Participants must agree to pregnancy tests prior to each administration of a
radionuclidic agent for this study.
- Individuals of reproductive potential who decline to use effective contraception
through the study. Contraception should only be stopped after a conversation with the
attending oncologist.
- Lactating individuals who decline to withhold breastfeeding their child. Participants
may not breast feed during this study and should only resume after the study in
consultation with their oncologist.
- Patient with increased fall risk in the opinion of healthcare professionals
- Therapy (including radiation therapy) within 2 calendar weeks of the start of study
therapy. (Toxicities from prior therapies should have resolved to ≤ CTCAE grade 1 or a
new baseline established).
- Therapeutic investigational drug within 4 weeks of C1D1 (imaging agents are
acceptable)
- History of congestive heart failure and cardiac ejection fraction ≤ 40%
- Patients for whom, in the opinion of their physician, a 24-hour discontinuation of
somatostatin analogue therapy represents a health risk.
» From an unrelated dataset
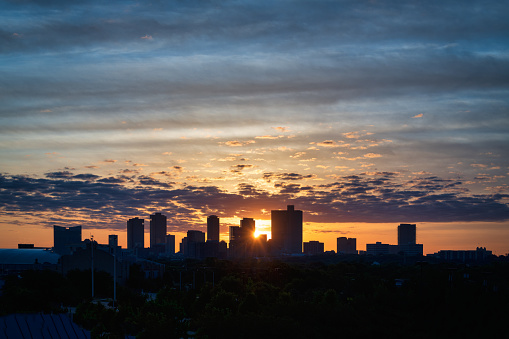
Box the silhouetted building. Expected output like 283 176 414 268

- Long-acting somatostatin analogue treatment ≤ 14 days of C1D1
- Prior external beam radiation dose of >16 Gy to the kidneys.
- Prior external beam radiation (including brachytherapy) involving 25% of the bone
marrow (excluding scatter doses of ≤ 5 Gy) as estimated by a radiation oncologist.
- History of allergic reactions attributed to compounds of similar chemical or biologic
composition to 90Y-DOTA-tyr3-Octreotide, Octreoscan®, or 68Ga-Octreotide.